Busch scored his first career victory in the Cup Series there in 2005, two years after his brother won at Fontana. More recently, he took the checkered flag in 2013, ’14, and ’19. In 22 starts in NASCAR’s top series, Busch owns four victories, two runner-up finishes, and four third-place showings on that track.

Kyle Busch’s first triumph at Fontana was particularly sweet

Kyle Busch’s first attempt to race at Fontana in the Camping World Truck Series turned out to be a no-go in 2001. An accomplished short-track driver out of Las Vegas, Busch signed with Roush Racing as a 16-year-old and had a couple of ninth-place finishes to his credit in six starts. The team traveled to what was then California Speedway for the Auto Club 200 in November, but team owner Jack Roush had to pull Busch from the lineup because NASCAR imposed an 18-year-old minimum age requirement at big tracks.

Three years later, Busch got has his much-awaited opportunity at Auto Club Speedway, this time driving a Cup Series car for Hendrick Motorsports. He only finished 24th, but it set the table for career Cup Series triumph No. 1 almost a year to the day later.

“The first ones (in each NASCAR series) are special because they’re the first,” Busch said, according to Autoweek. “Fontana was extra sweet because of what had happened there before, but it’s hard to actually give it a ranking. It was special, for sure.”

The breakthrough NASCAR Cup Series victory was an adventure

The first Cup Series victory in Kyle Busch’s 18-plus seasons in NASCAR’s top circuit came on Sept. 4, 2005, at Fontana in the Sony 500 under the guidance of crew chief Alan Gustafson.

Starting from 25th, he took the lead from brother Kurt Busch on Lap 82 and ran in the top five for much of the race. Busch retook the lead four more times, including on Lap 244 of the scheduled 250.

It was exciting and nerve-wracking all at once because the No. 5 Chevy was giving the team mixed signals. The car displayed impressive speed running from the front, but the handling was a different matter, according to SpeedwayDigest.com.

“It was really cool to have a really dominant race car. I remember having to drive the car really loose. That was the loosest I think I’ve ever driven a race car that was still moving forward.
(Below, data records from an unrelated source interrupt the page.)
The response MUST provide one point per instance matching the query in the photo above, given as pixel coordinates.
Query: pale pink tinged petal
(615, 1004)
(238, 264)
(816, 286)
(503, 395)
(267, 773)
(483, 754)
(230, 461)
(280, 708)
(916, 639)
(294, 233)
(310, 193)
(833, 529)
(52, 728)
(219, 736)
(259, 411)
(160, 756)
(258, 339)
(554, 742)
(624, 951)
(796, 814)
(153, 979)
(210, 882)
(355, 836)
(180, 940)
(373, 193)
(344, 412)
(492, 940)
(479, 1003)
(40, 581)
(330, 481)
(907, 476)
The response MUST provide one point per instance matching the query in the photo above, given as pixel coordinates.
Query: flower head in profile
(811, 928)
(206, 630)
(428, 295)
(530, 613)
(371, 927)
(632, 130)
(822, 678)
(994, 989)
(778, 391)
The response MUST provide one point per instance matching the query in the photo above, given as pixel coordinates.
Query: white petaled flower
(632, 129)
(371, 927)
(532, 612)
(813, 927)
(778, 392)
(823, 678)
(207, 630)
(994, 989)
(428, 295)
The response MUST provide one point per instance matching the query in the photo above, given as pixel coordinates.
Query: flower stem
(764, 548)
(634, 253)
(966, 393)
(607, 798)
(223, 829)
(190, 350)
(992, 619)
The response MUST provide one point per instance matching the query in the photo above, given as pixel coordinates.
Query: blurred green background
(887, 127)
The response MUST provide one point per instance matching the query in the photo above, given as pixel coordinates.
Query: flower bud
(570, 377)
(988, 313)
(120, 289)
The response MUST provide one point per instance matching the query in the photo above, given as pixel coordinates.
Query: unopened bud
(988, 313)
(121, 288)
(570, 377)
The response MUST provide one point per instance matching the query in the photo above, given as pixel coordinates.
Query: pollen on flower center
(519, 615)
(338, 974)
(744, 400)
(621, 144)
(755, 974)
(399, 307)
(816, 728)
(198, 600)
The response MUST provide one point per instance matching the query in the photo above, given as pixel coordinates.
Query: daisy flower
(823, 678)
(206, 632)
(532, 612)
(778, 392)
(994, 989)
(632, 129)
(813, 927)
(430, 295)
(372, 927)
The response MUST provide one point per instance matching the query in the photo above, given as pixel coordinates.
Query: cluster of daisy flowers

It was crazy because I came over the radio and told the guys I couldn’t believe how loose I have to drive the car. But it was fast.”

Kyle Busch

He survived that and an overtime finish, all of which made it easy to get over the disappointment of being turned away his first time at the track.

“As it’s turned out,” he said, “I’ve had pretty good success there. I enjoy going out to California.”

All stats courtesy of Racing Reference.